„Nikt nie jest samotną wyspą, jesteśmy zespoleni, nawet wtedy, gdy tego nie wiemy. Łączy nas krajobraz, łączy nas ciało i krew-łączy praca i mowa’’
Słowa księdza Tischnera sprawdzały się w przeszłości, są aktualne dzisiaj i z całą pewnością będą prawdziwe w przyszłości.
Z kart historii wynika, jak ważne w dziejach było to „zespolenie”, można tu przytoczyć choćby fakty z życia polskiej emigracji, która rozsiana po całym świecie łączyła się w zorganizowane wspólnoty niosące pomoc rodakom w kraju i na obczyźnie.

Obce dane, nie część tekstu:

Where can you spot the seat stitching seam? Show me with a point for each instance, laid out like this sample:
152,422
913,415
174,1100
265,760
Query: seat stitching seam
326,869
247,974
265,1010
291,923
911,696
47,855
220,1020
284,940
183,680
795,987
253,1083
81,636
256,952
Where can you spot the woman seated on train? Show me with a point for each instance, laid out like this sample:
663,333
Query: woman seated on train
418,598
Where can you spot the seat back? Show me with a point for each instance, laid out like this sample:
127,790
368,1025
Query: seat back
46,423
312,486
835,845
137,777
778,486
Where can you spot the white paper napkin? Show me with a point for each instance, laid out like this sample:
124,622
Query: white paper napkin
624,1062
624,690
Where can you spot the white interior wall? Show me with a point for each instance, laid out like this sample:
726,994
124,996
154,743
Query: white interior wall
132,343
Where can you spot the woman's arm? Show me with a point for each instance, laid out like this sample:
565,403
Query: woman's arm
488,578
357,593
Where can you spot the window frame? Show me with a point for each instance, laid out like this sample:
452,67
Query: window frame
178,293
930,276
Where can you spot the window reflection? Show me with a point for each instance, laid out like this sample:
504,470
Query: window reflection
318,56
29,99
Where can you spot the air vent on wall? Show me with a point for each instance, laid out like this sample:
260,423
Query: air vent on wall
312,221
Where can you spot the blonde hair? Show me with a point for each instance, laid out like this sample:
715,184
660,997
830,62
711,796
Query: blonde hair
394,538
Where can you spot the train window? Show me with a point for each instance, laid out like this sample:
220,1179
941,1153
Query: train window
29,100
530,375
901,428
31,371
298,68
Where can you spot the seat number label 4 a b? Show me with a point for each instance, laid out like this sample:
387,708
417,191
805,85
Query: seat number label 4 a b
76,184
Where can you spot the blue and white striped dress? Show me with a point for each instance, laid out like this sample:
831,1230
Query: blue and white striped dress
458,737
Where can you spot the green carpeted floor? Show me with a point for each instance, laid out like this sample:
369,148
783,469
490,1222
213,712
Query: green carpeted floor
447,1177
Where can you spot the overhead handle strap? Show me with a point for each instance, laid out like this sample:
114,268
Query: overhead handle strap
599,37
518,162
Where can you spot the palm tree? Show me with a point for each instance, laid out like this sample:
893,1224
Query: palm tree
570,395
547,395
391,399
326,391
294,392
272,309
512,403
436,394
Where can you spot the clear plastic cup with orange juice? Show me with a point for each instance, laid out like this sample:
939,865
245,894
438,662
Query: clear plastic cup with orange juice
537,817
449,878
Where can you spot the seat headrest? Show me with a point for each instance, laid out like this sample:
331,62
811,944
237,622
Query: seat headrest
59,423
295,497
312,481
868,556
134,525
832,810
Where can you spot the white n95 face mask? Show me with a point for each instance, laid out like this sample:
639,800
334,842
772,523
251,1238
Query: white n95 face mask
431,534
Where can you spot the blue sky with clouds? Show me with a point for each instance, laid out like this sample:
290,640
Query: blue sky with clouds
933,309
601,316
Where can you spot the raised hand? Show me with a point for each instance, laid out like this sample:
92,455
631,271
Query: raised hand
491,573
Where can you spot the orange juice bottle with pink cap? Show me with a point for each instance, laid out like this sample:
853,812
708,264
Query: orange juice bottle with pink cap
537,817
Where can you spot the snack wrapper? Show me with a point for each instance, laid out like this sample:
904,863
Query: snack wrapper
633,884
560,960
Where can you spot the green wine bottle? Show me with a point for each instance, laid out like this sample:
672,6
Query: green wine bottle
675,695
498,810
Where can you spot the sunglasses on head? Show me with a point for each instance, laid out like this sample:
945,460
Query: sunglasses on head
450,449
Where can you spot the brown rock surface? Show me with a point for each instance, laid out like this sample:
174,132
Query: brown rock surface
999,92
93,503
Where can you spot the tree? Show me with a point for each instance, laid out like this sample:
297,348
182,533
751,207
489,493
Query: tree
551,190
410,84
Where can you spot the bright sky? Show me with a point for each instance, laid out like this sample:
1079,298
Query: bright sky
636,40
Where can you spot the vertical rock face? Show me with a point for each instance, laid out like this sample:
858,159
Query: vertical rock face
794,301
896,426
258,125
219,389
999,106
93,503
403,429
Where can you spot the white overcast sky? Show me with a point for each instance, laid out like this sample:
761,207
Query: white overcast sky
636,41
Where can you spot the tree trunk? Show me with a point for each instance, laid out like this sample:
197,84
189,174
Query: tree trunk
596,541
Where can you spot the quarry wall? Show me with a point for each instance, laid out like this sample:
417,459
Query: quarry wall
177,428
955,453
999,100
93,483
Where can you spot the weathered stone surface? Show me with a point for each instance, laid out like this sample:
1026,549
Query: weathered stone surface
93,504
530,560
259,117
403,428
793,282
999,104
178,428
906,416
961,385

Będąc poza granicami kraju przelewała krew za wolną Polskę, kultywowała polskie tradycje, tworzyła kulturę i sztukę, a tym co ją do tego zmuszało były: więzy krwi, wspólna mowa, tradycja i tęsknota za ojczyzną
W dobie internetu i telefonu komórkowego, kiedy świat zmalał do „globalnej wioski” tischnerowskie motto nie traci nic na wartości, wręcz przeciwnie, nabiera jeszcze większej mocy.
Dla nas żyjących w środkowej Europie nie bez znaczenia są próby jądrowe dokonywane przez naszego „sąsiada” z Korei Północnej, nie bez znaczenia jest również fakt nie przystąpienia do traktatu z Kyoto wielkich mocarstw. Dzisiaj w dobie przemysłu szczególnie głośno musimy mówić o ochronie środowiska oraz o racjonalnym wykorzystywaniu dóbr naturalnych, ponieważ działania te mają globalny zasięg i mogą wpływać na życie całego świata.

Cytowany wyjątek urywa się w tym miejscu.